A Peruano carrying a shoe polishing kit came up to me and asked if I needed a polish for 1 Sol. I said no and felt intensely sad. I thought “I could just give him the Sol. But I’m not going to, am I?” And he walked away, grubby and bent backed, and I felt even sadder because his ability to see beauty was equal to mine and how could he be forced into such a role?
Beyond the _____ Monastery, I could see a rainbow, as if the walls of the hotel, the flags, and the meandering people ignoring the rainbow were blocking it all.
Ahhh, so this is how bad trips start, a wider voice inside me said. Time to get back to the hotel.
I did make it back and weaved my way to my bed. I slept fitfully, as the mescaline still hadn’t worn off, 12 hours later. Each time I woke up, I’d see the ceiling seemingly breathing. It wasn’t scary, just weird and vaguely entertaining/unsettling.
After a few hours I felt the need to talk to someone and put an amusing if rather regretful message on Facebook. Unfortunately, people seemed more weirded out than anything, so I deleted it and decided to call my brother. I confessed I was “under the influence” but just wanted to talk and we had a great catching up session.

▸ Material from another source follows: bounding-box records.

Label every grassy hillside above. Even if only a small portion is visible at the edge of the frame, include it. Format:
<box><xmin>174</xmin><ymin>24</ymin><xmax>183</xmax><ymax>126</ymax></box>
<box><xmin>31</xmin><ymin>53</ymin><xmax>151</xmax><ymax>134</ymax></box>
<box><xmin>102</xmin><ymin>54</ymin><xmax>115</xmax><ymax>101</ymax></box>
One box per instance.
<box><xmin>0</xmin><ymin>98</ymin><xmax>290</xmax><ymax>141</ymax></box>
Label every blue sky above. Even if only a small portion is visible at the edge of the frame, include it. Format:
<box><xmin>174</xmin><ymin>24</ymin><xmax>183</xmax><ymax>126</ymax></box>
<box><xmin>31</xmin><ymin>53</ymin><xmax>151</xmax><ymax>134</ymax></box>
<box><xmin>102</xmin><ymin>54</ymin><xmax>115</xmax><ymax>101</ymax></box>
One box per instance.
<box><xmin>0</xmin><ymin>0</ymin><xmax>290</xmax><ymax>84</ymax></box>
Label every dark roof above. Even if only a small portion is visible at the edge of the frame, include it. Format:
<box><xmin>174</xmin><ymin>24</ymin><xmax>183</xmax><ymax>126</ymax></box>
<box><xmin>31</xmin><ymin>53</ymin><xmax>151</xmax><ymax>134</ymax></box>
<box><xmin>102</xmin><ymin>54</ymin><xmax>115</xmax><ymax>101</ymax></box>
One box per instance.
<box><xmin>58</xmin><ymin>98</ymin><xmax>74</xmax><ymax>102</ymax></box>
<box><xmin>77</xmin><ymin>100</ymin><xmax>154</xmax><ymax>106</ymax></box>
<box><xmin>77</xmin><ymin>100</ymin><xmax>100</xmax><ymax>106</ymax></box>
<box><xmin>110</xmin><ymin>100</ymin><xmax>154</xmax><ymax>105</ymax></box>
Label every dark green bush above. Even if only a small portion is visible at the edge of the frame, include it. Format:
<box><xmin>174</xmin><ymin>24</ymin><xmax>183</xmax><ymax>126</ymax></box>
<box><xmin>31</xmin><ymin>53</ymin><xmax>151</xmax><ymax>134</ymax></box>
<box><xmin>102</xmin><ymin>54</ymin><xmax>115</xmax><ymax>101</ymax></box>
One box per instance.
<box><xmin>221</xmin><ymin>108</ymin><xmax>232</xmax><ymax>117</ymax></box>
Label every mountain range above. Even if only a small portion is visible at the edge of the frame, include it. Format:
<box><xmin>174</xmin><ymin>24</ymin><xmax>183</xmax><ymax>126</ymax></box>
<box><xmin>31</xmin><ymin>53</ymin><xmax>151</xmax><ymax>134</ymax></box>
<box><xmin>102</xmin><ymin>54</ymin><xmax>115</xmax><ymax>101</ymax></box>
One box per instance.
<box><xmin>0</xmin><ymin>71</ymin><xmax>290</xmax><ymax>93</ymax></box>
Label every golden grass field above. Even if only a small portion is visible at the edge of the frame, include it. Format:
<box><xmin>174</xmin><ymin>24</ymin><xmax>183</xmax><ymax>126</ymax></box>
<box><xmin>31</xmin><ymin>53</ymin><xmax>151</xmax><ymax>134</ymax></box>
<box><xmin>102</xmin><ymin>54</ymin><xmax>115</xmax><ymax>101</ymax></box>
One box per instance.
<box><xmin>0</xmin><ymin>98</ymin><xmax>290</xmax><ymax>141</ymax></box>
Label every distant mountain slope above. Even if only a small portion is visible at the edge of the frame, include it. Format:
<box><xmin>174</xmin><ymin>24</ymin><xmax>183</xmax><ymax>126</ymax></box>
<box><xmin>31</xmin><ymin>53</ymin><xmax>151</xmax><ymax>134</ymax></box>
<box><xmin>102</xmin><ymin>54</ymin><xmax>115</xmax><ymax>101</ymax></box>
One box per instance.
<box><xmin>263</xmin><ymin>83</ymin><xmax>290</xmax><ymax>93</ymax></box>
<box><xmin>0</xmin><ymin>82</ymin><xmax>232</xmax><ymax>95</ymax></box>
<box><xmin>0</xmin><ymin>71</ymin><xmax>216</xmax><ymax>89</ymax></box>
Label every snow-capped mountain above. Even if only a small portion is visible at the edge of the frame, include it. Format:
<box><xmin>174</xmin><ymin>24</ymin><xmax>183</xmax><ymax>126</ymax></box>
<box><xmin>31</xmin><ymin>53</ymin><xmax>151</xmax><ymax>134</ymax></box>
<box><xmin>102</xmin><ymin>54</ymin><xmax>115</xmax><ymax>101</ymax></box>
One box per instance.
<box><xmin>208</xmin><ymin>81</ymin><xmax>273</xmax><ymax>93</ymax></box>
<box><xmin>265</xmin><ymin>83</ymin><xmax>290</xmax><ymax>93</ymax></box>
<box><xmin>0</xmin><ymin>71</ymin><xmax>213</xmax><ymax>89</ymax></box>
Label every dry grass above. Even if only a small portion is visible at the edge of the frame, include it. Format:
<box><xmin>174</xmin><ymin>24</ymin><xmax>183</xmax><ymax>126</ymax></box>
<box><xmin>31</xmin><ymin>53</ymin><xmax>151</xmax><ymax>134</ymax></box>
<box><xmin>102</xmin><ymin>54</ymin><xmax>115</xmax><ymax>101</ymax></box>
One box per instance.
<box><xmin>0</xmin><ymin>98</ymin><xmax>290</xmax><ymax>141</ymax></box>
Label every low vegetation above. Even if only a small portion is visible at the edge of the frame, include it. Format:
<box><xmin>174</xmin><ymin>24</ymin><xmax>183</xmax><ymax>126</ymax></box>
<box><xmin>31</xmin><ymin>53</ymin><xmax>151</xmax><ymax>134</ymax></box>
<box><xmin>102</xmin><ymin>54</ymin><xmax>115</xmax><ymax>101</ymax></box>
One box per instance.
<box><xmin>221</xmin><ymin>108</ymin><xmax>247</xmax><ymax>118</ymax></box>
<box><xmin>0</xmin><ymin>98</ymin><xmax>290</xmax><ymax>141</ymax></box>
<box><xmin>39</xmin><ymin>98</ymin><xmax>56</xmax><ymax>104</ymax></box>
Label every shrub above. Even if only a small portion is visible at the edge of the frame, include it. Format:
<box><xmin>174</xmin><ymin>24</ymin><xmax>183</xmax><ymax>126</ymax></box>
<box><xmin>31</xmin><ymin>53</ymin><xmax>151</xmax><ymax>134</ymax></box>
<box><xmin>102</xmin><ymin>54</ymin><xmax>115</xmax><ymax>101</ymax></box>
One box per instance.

The next day, I was wrecked by my sleep schedule being thrown off and the lack of solid food. I’m also more than a little annoyed that my trip sitter/shaman actually let me leave. 6 hours later my pupils were still dilated and I was under the effect. He knew he gave me an additional half-dose, too. I really should not have been left to wander Cusco like that. But I guess I’m yet another hippie tourist.
Would I do it all again? Maybe?..I honestly don’t really feel much of a recreational pull towards psychedelics. I really want to just learn more about myself and how to live well. What sticks out to me during my San Pedro experience was that moment of intense beauty overlooking the valley. But the melding into the mountain and other bits I can easily dismiss as interesting but not especially relevant or useful.
While it was absolutely divine and I came out with a sense of “recognizing beauty is part of what makes Life worth living,” I don’t feel an intense urge to do it again. Which, from what I read, is common to psychedelic experiences.
I still have the powder I bought at the market but I really don’t care to be that nauseous and alone for the experience.
Then again, maybe just a little? I dunno.